東浦vs愛知産大工
東浦の打線が爆発、愛産大工の5投手を粉砕してコールド勝ち
シートノックの守りについて東浦恒例のパフォーマンス
愛知産大工の昨秋は名市工芸、岡崎城西、さらには強豪豊川を下してベスト8に進出している。この春は、もう一つ上のステージを目指したいという思いで挑んだであろう。
これに対して「まずは、私立の有力校と臆せないで戦えるチームにしていきたい」という思いでチーム作りをしている東浦の中嶋勇喜監督。そんな東浦にとって、愛知産大工は名古屋市地区の有力私学だ。いわゆる私学4強ではないが、そこに続く存在でもあり格好の相手でもある。昨秋は2回戦で中部大一を下し一つステップアップした。また、全尾張大会でも尾張の強豪私学の一つ誉を下して自信を深めている。
好試合が期待されたが、思わぬ展開の試合となった。
愛知産大工の長身内山君と東浦のしなやかな伊加田君、両先発投手の立ち上がりはまずまず無難で、初回の攻防はお互いに0点。僅差の競り合いになっていくのではないかと予感させるものだった。
2回、東浦は先頭の4番青柳君が中越二塁打するとバントですぐに一死三塁とする。四球を挟んで一三塁となったところで、平林君は巧みにスクイズを決めて東浦が先制。4回にも東浦は一死から嶽本君が四球を選ぶと松本君とのエンドランが決まって一三塁。続く平林君も一二塁間をしぶとく破って2点目。そして8番成田君は初球スクイズという鮮やかさ。さらに5回にも二死満塁から5番嶽本君が左翼線に二塁打して2者が帰り5対0。東浦の勢いが圧倒していた。
それでも、愛知産大工としても、このまま黙ってはいられない。
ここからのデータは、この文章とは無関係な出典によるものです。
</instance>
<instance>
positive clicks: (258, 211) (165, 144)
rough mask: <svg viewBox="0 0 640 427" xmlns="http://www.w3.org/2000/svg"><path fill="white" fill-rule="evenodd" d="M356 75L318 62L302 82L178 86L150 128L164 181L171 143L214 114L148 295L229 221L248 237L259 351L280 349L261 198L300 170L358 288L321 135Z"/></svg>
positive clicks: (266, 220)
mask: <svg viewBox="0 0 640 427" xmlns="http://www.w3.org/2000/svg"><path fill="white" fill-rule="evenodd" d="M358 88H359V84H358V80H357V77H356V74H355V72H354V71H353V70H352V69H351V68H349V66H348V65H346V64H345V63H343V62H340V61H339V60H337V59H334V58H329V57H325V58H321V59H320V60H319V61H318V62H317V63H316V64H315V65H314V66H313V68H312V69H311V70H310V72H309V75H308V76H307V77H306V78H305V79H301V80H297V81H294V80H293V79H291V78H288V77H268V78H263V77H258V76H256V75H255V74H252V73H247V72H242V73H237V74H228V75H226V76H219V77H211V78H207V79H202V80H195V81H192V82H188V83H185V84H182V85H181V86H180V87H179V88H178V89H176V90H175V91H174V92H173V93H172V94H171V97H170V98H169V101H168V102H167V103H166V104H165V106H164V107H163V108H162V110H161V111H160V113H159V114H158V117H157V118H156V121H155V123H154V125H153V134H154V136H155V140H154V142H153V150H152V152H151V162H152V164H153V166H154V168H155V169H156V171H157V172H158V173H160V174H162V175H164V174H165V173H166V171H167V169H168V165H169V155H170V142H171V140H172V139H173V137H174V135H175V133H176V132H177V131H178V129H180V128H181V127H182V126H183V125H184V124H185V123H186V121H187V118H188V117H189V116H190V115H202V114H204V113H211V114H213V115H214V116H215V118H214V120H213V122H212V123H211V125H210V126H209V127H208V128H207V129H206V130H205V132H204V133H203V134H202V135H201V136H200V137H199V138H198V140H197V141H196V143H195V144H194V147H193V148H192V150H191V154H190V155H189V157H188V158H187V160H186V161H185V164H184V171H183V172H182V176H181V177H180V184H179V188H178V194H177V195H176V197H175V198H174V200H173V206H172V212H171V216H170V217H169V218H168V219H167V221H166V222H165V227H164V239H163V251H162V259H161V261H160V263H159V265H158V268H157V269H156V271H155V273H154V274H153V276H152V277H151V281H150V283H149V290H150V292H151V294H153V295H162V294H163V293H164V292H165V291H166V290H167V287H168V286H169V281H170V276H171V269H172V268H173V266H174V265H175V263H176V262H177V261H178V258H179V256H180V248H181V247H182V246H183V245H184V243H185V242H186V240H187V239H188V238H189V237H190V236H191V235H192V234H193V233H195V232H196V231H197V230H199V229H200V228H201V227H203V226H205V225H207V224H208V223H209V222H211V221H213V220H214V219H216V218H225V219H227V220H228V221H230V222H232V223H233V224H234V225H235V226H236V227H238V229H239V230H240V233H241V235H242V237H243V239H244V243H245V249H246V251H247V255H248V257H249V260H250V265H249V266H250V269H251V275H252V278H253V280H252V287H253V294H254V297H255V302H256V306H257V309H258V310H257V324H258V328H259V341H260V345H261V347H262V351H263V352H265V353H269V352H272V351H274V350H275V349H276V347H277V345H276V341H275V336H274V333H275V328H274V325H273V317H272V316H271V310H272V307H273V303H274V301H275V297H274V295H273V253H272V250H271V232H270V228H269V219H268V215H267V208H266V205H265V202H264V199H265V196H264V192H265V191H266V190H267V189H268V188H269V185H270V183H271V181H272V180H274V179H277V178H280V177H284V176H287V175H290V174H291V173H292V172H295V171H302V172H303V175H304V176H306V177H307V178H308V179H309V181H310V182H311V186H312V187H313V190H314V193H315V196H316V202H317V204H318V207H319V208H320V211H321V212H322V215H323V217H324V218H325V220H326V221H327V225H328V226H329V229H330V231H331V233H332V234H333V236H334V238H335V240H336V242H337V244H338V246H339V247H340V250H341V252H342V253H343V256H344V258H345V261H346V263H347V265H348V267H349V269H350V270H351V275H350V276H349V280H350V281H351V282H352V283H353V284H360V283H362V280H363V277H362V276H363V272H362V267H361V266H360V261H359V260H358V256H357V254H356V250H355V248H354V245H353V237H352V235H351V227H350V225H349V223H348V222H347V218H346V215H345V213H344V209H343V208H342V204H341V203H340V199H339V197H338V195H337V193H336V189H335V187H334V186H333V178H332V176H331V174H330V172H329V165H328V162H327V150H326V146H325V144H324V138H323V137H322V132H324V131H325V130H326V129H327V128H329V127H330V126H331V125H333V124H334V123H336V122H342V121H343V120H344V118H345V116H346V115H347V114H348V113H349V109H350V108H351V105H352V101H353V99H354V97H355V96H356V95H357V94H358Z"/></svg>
5回には真鍋君、佐守君と下位の連打に盗塁などで無死一三塁のチャンスを作り、1番藤掛君の内野ゴロと、若林君の右前打で2点を返した。
東浦・伊加田光君
しかし、東浦はもっと逞しかった。
6回には3人目として登場してきた秋の1番を背負っていた長江君に対して、二死一二塁から2番戸嶋君の右前打で追加点を挙げ、なおも一三塁。ここで、「やれる場面が出てきたら、必ずやろうと何度も練習してきた」という重盗を試みて、これがまんまと成功。悪送球もあって三塁まで進んだ一走の戸嶋君を深谷君が中前打で帰す。これで永江君を降ろして愛知産大工は4人目の左腕山方君となるが、その代わり端のファーストストライクを青柳君が叩いて右中間へこの日2本目の二塁打でこの回4点。
8回にも四球失策でチャンスを貰うと青柳君、嶽本君、松本君の3連打で畳みかけてさらに4点。積極的な攻めで圧倒して、よもやのコールドゲームとした。
中嶋監督は、「乗っているなという勢いは感じていましたから、そんな生徒たちの気持ちを削がないように心がけました」と笑顔だった。
「やりたいと思っていたことを、ここが勝負どころと言うところで、ことごとくやれました。盗塁は、ノーサインで選手たちの判断で行けるところでは行くということにしているのですけれども、失敗のリスクはOKということにしています」と、ノリノリの積極野球の背景を語った。ファウルフライですかさずタッチアップで走ったり、1番中根君は記録として本盗となったディレードスチールも含めて3つの盗塁を決めたり、深谷君は大きなリードで投手のボークを誘発したりと、機動力も含めて幅広い攻撃が光っていた。
そして、伊加田君も「入学して以来、最高の投球じゃないかな」と中嶋監督も驚く好投で、後ろに控える1番をつけた森田君も2回3分の1を1失点は許したものの無難に投げた。「ウチが勝てるとしたら4対3か5対4というスコア。負ける場合はコールドもあり得るかもしれない」と考えていた中嶋監督の予想を選手たちがいい意味で裏切った。
昨秋のベスト8から、まさかのコールド負けとなってしまった愛知産大工の鈴木将吾監督は、「やるべきことはやってきたんですけれども、選手たちを乗せてあげられなかった。投手はかわそうとして、それがボール先行で苦しい投球になっていったし、守りも一つのミスから崩壊していってしまう脆さが出た。力の差があるわけではないのにこういうスコアになってしまったというのは、私の指導力のなさを露呈してしまった」と肩を落としていた。そして、勝ち上がれば中京大中京時代の恩師の大藤敏行監督が率いる享栄と当る組み合わせだったのだが、「恩師と当る前にこっちがコケてしまいました」と残念がっていた。
そんな愛知産大工では4番藤岡君、5番高木君がそれぞれ2本の安打を放ち中軸として気を吐いたものの、及ばなかった。